It’s no bigger than a fingernail, and each bud is pale, white, and pretty. Here and there, the field glints with fully opened blossoms, their heady fragrance filling the nostrils. The jasmine flower is a gift. Of the dusty earth, stout plants, and a sky bruised with clouds.
But the workers here have no time to romance its nostalgic appeal. They need to get the malli (jasmine) to the pookadai (flower market) before it blooms. It’s four days to Vinayaka Chathurthi, Lord Ganesha’s birthday, which means you can hope for good rates.
Using only their thumbs and fore-fingers, the men and women quickly snap the buds. They drop handfuls into a twist of their sarees or dhotis fashioned into a pouch and empty it later into sacks. There’s a precision to the work: move the branch (rustle, rustle), pluck the buds (snap, snap, snap), walk to the next plant, as tall as a three-year-old child, pick more flowers, and chat. Also, listen to popular Tamil songs on the radio, while the sun comes up slowly over the eastern sky…

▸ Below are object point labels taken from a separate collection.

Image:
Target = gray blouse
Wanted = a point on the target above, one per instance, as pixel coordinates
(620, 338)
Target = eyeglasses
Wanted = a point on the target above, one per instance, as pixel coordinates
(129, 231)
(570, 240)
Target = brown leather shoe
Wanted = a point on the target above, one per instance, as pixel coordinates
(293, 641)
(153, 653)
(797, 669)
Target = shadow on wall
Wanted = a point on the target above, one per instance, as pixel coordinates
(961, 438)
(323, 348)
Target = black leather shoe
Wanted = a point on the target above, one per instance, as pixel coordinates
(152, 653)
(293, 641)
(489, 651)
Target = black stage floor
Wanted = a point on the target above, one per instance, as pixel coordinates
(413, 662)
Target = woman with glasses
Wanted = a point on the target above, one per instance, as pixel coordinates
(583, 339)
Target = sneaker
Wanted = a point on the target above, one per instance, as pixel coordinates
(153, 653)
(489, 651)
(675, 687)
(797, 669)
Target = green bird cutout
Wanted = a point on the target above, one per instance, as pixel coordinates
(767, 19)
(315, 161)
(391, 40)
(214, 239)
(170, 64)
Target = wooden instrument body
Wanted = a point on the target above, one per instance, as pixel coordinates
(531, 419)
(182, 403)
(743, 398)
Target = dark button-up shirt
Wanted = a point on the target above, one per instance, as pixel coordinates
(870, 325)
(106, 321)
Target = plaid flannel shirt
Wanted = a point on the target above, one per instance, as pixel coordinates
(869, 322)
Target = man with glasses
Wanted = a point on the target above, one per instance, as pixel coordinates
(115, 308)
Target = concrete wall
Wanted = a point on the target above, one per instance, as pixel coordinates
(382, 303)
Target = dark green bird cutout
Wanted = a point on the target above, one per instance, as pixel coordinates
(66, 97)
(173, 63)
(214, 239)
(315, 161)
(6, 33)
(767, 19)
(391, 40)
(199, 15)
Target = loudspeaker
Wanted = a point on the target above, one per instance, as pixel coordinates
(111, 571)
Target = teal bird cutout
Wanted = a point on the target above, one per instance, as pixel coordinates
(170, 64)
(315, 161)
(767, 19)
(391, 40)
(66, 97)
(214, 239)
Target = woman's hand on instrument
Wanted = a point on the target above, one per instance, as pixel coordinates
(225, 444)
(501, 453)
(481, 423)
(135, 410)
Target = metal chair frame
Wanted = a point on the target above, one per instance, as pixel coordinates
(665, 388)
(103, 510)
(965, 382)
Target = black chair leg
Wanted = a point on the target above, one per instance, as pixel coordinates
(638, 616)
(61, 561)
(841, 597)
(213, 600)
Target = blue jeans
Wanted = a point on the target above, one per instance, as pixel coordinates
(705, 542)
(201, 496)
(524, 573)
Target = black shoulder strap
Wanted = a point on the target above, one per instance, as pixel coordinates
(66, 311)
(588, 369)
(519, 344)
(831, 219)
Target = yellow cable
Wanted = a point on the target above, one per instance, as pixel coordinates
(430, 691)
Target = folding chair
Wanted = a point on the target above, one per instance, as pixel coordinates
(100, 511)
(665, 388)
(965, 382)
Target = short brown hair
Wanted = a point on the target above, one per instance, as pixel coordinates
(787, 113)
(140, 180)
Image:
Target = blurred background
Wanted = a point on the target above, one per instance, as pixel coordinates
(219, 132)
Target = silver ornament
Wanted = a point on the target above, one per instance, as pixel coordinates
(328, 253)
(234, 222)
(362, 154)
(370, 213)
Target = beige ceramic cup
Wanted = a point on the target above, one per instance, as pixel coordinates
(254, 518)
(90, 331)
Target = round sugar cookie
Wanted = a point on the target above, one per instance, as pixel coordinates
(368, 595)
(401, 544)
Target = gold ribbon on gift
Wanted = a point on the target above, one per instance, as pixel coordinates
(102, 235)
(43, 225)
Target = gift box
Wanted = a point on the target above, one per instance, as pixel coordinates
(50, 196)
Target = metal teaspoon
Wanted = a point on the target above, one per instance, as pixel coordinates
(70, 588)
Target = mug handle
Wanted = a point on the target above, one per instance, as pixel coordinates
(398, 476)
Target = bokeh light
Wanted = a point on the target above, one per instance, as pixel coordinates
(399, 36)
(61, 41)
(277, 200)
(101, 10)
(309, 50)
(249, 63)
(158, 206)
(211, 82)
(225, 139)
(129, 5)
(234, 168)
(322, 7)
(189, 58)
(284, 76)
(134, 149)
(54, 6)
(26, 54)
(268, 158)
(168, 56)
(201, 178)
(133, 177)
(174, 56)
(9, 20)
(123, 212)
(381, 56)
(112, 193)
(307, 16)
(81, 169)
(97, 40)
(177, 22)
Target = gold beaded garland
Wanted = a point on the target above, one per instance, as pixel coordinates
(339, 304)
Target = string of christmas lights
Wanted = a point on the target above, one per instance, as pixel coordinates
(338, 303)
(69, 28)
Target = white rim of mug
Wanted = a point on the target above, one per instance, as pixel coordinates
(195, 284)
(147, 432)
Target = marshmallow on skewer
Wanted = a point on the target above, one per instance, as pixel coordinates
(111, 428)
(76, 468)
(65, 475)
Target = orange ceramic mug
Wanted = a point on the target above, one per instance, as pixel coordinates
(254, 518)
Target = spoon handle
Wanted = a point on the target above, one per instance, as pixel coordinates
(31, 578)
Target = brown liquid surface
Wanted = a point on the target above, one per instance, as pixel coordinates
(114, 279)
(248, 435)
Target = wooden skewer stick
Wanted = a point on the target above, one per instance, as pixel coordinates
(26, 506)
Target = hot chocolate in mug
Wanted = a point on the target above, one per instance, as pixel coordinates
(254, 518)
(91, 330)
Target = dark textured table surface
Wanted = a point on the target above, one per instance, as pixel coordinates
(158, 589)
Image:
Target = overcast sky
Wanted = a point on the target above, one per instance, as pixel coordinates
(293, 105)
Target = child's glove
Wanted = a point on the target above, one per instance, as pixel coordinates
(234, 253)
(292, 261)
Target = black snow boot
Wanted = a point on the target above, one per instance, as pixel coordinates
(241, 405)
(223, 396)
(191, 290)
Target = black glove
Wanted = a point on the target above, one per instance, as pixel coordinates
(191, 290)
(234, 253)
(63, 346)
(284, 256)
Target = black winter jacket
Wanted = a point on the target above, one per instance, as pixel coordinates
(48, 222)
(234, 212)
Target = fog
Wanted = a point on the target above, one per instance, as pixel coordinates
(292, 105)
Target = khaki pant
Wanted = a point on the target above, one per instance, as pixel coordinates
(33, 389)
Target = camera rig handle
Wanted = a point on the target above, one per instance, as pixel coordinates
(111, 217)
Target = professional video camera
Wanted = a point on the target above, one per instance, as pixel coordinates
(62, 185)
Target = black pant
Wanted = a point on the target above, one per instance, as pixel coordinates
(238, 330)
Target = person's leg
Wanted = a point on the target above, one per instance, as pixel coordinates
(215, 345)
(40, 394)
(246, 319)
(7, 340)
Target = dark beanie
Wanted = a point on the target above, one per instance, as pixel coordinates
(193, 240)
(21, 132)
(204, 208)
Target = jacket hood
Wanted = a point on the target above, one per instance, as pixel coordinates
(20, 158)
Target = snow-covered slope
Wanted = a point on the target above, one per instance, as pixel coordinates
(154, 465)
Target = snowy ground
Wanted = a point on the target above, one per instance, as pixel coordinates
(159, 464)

Soon, the flowers will reach Mattuthavani market in Madurai city, and from there go on to other towns in Tamil Nadu. And sometimes, over the high seas to other nations.
PARI visited Thirumangalam and Usilampatti taluks in Madurai district in 2021, 2022 and 2023. The jasmine fields are less than an hour’s drive from Madurai city – with its iconic Meenakshi Amman temple and bustling flower market – where malli is sold by the handful and in heaps.